An
IncrementalJob that consumes partitioned input data and produces
output data having the same partitions.
Typically this is used in conjunction with
AbstractPartitionCollapsingIncrementalJobwhen computing aggregates over sliding windows. A partition-preserving job can perform
initial aggregation per-day, which can then be consumed by a partition-collapsing job to
produce the final aggregates over the time window.
Only Avro is supported for the input, intermediate, and output data.
Implementations of this class must provide key, intermediate value, and output value schemas.
The key and intermediate value schemas define the output for the mapper and combiner.
The key and output value schemas define the output for the reducer.
These are defined by overriding
#getKeySchema(),
#getIntermediateValueSchema(),
and
#getOutputValueSchema().
Implementations must also provide a mapper by overriding
#getMapper() and an accumulator
for the reducer by overriding
#getReducerAccumulator(). An optional combiner may be
provided by overriding
#getCombinerAccumulator(). For the combiner to be used
the property use.combiner must also be set to true.
The distinguishing feature this type of job is that the input partitioning is preserved in the ouput.
The data from each partition is processed independently of other partitions and then output separately.
For example, input that is partitioned by day can be aggregated by day and then output by day.
This is achieved by attaching a long value to each key, which represents the partition, so that the reducer
receives data grouped by the key and partition together. Multiple outputs are then used so that the output
will have the same partitions as the input.
The input path can be provided either through the property input.path
or by calling
#setInputPaths(List). If multiple input paths are provided then
this implicitly means a join is to be performed. Multiple input paths can be provided via
properties by prefixing each with input.path., such as input.path.first
and input.path.second.
Input data must be partitioned by day according to the naming convention yyyy/MM/dd.
The output path can be provided either through the property output.path
or by calling
#setOutputPath(Path).
Output data will be written using the same naming convention as the input, namely yyyy/MM/dd, where the date used
to format the output path is the same the date for the input it was derived from.
For example, if the desired time range to process is 2013/01/01 through 2013/01/14,
then the output will be named 2013/01/01 through 2013/01/14.
By default the job will fail if any input data in the desired time window is missing. This can be overriden by setting
fail.on.missing to false.
The job will not process input for which a corresponding output already exists. For example, if the desired date
range is 2013/01/01 through 2013/01/14 and the outputs 2013/01/01 through 2013/01/12 exist, then only
2013/01/13 and 2013/01/14 will be processed and only 2013/01/13 and 2013/01/14 will be produced.
The number of paths in the output to retain can be configured through the property retention.count,
or by calling
#setRetentionCount(Integer). When this property is set only the latest paths in the output
will be kept; the remainder will be removed. By default there is no retention count set so all output paths are kept.
The inputs to process can be controlled by defining a desired date range. By default the job will process all input
data available. To limit the number of days of input to process one can set the property num.days
or call
#setNumDays(Integer). This would define a processing window with the same number of days,
where the end date of the window is the latest available input and the start date is num.days ago.

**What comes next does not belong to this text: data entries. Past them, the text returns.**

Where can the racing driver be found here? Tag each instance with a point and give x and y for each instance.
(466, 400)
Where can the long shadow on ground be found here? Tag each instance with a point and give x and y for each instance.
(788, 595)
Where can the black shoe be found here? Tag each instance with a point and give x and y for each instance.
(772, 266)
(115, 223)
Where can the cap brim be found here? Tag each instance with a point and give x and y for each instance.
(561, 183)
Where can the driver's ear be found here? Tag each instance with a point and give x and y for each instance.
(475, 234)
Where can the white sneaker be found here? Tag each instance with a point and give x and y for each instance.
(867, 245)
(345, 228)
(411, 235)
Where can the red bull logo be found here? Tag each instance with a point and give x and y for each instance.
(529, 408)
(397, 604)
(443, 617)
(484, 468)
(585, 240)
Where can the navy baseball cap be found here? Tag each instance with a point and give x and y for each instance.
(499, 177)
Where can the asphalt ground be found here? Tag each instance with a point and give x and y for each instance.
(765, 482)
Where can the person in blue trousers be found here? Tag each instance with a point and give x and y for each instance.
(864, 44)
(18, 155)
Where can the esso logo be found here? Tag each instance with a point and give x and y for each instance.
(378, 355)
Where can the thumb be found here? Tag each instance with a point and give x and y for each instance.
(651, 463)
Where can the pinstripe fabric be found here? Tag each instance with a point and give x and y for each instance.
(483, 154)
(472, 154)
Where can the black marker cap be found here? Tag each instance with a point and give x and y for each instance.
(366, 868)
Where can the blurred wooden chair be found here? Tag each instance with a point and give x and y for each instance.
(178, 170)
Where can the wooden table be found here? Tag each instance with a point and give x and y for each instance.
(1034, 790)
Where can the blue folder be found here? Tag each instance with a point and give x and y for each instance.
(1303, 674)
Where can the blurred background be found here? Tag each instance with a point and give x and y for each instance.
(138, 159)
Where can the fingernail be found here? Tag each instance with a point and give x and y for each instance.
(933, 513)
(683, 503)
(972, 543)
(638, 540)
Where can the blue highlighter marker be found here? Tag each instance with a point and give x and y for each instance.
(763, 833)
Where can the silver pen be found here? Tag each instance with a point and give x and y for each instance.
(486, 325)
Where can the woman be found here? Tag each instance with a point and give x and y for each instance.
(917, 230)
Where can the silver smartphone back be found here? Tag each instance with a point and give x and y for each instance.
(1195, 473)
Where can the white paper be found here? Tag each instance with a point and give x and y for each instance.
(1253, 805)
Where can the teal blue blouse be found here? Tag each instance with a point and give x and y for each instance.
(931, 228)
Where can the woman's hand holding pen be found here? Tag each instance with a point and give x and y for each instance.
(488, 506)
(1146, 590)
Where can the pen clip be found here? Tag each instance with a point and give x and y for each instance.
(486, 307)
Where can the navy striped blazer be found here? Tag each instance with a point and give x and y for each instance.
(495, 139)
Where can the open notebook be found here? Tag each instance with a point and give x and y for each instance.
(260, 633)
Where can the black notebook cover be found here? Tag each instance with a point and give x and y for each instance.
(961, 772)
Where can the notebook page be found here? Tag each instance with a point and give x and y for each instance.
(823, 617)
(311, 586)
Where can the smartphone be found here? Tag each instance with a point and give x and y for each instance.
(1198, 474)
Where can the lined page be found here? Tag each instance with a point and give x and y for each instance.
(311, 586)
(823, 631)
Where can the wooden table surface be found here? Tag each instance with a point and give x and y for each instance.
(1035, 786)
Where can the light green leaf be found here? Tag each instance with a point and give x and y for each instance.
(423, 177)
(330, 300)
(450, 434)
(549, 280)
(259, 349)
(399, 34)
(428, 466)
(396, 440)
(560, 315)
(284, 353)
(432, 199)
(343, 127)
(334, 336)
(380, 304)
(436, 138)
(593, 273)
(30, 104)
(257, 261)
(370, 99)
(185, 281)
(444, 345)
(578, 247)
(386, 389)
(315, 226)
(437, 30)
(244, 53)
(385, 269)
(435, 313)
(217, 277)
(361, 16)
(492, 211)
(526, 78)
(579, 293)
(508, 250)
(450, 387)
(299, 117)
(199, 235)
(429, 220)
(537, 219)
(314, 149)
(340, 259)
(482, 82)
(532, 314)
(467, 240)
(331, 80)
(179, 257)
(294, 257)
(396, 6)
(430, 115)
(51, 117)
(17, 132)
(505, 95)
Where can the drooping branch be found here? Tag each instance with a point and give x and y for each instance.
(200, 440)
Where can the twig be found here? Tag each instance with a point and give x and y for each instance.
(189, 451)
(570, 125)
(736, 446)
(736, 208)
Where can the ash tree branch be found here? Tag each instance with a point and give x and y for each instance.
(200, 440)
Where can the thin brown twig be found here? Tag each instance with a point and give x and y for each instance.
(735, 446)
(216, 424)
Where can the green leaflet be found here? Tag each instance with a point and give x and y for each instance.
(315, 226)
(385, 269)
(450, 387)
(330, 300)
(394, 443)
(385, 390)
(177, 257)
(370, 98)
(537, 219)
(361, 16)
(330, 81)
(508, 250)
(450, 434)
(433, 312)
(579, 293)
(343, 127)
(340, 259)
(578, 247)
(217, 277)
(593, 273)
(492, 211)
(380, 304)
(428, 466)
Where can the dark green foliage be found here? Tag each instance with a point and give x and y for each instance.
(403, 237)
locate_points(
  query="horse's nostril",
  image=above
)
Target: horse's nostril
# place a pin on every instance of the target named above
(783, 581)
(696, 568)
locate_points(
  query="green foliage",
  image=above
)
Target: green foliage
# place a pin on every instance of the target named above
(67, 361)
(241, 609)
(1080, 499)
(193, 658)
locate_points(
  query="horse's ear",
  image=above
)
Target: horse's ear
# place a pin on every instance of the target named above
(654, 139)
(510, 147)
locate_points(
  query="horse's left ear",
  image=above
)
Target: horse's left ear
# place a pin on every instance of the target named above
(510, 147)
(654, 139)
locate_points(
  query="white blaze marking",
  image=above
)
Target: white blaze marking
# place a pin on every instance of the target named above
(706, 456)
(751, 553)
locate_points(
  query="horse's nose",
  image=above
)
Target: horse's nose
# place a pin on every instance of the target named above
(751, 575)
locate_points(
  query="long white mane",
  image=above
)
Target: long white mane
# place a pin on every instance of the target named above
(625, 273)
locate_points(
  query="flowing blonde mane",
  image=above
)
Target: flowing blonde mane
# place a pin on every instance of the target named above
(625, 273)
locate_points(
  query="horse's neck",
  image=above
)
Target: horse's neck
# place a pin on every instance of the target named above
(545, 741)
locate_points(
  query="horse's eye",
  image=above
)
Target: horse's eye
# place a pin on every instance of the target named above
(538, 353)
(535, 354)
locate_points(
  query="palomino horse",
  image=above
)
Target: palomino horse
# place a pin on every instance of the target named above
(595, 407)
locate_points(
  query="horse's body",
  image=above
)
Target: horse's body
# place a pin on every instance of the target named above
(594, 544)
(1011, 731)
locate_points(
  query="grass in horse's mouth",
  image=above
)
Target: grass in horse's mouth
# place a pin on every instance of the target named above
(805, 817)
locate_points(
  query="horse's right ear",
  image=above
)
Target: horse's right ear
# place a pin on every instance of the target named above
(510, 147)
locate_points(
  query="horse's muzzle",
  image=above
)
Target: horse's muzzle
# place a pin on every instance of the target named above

Only inputs within this window would be processed.
Because the end date is the same as the latest available input, as new input data becomes available the end of the
window will advance forward to include it. The end date can be adjusted backwards relative to the latest input
through the property days.ago, or by calling
#setDaysAgo(Integer). This subtracts as many days
from the latest available input date to determine the end date. The start date or end date can also be fixed
by setting the properties start.date or end.date, or by calling
#setStartDate(Date)or
#setEndDate(Date).
The number of reducers to use is automatically determined based on the size of the data to process.
The total size is computed and then divided by the value of the property num.reducers.bytes.per.reducer, which
defaults to 256 MB. This is the number of reducers that will be used.
The number of reducers can also be set to a fixed value through the property num.reducers.
This type of job is capable of performing its work over multiple iterations.
The number of days to process at a time can be limited by setting the property max.days.to.process,
or by calling
#setMaxToProcess(Integer). The default is 90 days.
This can be useful when there are restrictions on how many tasks
can be used by a single MapReduce job in the cluster. When this property is set, the job will process no more than
this many days at a time, and it will perform one or more iterations if necessary to complete the work.
The number of iterations can be limited by setting the property max.iterations, or by calling
#setMaxIterations(Integer).
If the number of iterations is exceeded the job will fail. By default the maximum number of iterations is 20.
Hadoop configuration may be provided by setting a property with the prefix hadoop-conf..
For example, mapred.min.split.size can be configured by setting property
hadoop-conf.mapred.min.split.size to the desired value.